Douleur d'enseignant, douleurs d'enfants par M. J. Villaume

J’enseigne en classe de CM2 en ZEP, je suis maître formateur et militante aux CEMEA.
Je n’ai pas de cancre dans ma classe, que des élèves en souffrance affective ou éducative. Ils manquent cruellement d’adultes identificatoires. Leurs repères sont de bric et de broc…l’attention est globalement fugace, ils ont du mal à soutenir leur effort, mais quelle explosion de joie, quelle hystérie parfois, quand ils constatent qu’ils acceptent leur réussite. Nous manquons cruellement de thérapeutes pour nous aider à décrypter les blocages, à apaiser les douleurs, canaliser les débordements, les « trop pleins de manques ». Nous aurions aussi besoin de thérapeutes pour les maîtres, car combien est grande leur souffrance !
Pour moi, c’est douloureux de constater les dégâts chez les enfants, puis de voir les limites de mon action. Les élèves sont intelligents, vifs, mais leur disponibilité est fuyante… Je passe beaucoup de mon énergie à les apaiser, les rassurer sur leurs compétences…et beaucoup d’énergie aussi à les cadrer, à les ramener sur un terrain relationnel où leur colère doit s’exprimer mais surtout ne pas se retourner contre eux… Je travaille avec un thérapeute sophrologue qui entend ma propre douleur ; je me sens apaisée par ces séances, cela me permet de garder de la distance pour ne surtout pas être aspirée par le goufre des blessures des élèves.
M. J. Villaume

Eugène, de cancre à proviseur…

Un autre exemple de cancre qui, pour relever d’une logique différente, n’en est pas moins caractéristique du phénomène : E. Ducale, proviseur.

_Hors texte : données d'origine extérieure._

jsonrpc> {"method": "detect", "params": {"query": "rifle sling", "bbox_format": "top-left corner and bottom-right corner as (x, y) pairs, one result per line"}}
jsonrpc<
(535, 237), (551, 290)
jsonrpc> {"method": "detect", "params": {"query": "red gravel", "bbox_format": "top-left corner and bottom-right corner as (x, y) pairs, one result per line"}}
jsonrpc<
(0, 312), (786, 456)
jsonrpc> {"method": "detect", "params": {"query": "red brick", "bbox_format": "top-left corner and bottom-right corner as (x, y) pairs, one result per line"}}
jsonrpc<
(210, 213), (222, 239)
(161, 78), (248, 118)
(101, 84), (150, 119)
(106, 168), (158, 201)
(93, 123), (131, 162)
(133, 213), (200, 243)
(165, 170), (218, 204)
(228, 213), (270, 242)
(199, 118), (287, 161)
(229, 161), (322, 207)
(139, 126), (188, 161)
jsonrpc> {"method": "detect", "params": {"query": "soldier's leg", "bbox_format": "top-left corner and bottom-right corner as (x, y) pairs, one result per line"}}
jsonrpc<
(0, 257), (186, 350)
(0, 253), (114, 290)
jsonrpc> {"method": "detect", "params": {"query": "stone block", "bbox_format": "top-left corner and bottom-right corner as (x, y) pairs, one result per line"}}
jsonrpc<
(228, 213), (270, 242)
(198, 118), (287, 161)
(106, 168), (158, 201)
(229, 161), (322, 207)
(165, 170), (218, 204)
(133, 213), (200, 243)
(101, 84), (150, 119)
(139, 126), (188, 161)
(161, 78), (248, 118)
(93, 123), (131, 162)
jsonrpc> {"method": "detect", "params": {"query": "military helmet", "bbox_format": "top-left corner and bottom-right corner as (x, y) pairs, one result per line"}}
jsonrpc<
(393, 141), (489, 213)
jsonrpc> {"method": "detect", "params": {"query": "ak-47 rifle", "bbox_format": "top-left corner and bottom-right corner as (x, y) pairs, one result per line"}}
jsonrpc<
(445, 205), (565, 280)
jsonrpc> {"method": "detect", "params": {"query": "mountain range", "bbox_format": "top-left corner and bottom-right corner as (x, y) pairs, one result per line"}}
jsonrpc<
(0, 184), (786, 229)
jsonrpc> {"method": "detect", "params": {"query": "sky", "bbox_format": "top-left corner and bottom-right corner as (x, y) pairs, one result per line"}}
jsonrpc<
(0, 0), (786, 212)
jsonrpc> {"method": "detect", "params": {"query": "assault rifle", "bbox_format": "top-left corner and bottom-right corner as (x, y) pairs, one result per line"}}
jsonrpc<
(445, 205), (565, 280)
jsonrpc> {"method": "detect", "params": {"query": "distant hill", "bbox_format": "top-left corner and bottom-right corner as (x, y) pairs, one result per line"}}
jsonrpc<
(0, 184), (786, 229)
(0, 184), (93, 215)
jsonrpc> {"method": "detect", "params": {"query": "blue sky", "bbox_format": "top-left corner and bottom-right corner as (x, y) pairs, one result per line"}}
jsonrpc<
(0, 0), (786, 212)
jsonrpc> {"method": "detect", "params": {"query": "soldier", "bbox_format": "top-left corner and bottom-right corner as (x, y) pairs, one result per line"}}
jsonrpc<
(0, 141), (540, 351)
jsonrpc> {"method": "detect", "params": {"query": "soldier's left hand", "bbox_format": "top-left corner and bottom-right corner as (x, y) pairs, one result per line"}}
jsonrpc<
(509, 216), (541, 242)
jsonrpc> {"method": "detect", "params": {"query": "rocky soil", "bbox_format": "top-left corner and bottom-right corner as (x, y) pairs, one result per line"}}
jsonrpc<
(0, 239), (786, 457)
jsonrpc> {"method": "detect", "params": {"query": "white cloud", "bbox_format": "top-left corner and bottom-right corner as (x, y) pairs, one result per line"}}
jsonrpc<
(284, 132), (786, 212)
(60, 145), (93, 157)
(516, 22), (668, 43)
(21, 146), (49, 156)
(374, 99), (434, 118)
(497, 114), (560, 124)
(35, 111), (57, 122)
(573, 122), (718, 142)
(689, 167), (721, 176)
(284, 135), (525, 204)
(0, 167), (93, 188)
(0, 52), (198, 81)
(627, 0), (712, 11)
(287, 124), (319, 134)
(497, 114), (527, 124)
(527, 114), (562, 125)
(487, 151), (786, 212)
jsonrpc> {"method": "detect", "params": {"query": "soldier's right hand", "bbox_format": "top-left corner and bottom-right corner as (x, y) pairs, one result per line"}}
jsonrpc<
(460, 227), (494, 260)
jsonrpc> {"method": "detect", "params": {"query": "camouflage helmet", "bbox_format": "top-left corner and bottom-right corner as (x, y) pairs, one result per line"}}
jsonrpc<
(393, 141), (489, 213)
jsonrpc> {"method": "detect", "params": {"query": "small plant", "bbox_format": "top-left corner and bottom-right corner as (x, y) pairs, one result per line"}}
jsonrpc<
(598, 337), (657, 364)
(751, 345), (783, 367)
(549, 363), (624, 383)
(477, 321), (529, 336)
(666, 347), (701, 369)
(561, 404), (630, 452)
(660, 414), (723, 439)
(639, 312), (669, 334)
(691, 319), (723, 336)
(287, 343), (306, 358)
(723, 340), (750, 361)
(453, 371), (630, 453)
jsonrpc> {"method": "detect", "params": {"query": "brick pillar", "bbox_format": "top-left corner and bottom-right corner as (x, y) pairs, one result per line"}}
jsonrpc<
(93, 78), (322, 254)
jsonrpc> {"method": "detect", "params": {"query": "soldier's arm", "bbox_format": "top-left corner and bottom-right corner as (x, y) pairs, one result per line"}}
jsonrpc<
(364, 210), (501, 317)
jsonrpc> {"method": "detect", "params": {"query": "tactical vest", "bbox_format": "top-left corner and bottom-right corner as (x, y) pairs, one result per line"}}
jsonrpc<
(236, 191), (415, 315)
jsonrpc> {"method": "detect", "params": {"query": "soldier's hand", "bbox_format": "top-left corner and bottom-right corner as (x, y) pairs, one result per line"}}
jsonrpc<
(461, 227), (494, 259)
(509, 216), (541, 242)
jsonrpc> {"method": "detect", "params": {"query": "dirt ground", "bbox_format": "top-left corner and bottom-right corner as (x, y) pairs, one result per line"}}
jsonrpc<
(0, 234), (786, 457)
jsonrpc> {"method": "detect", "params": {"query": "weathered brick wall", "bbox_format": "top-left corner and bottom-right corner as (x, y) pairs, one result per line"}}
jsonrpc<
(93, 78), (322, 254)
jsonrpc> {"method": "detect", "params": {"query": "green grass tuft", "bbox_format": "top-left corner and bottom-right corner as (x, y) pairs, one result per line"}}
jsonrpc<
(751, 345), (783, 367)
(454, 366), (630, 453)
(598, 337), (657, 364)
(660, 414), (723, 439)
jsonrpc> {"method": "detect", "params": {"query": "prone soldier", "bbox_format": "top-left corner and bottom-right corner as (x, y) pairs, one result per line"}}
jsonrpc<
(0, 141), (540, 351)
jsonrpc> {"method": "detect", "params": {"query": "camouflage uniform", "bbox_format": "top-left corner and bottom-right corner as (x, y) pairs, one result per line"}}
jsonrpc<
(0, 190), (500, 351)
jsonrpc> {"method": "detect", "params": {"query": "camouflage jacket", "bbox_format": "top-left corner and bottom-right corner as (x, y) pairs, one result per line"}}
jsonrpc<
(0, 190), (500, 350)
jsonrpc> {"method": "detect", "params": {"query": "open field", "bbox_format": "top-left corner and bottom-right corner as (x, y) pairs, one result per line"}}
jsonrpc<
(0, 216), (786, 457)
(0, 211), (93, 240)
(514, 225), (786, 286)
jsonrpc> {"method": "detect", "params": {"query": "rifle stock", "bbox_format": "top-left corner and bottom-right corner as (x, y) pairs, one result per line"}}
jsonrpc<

Primaire convenable et secondaire de misère avant d’être renvoyé du lycée à la fin de la classe de 4ème (à l’époque lycée), sans que je ne comprenne bien ce qui se passait. Je me suis aperçu bien plus tard que je m’y ennuyais profondément, je n’y faisais quasiment rien d’autre que rêver.

Mon père me place à l’usine avant 15 ans, deux années d’apprentissage  puis deux CAP.

Onze ans pendant lesquels je porte un intérêt important à la vie sociale.

A 26 ans concours de professeur technique (préparation personnelle et CNED). Reçu en excellente place. Second concours du même domaine à 38 ans et nouveau (brillant) succès. Sollicité, je candidate à 39 ans pour devenir proviseur de LP. Reçu et nommé. A 41 ans proviseur de lycée. A 53 ans proviseur de lycée de la catégorie la plus élevée et autres responsabilités de niveau académique en formation pour adultes. Reconnaissances et décorations institutionnelles…Toujours sans baccalauréat !!!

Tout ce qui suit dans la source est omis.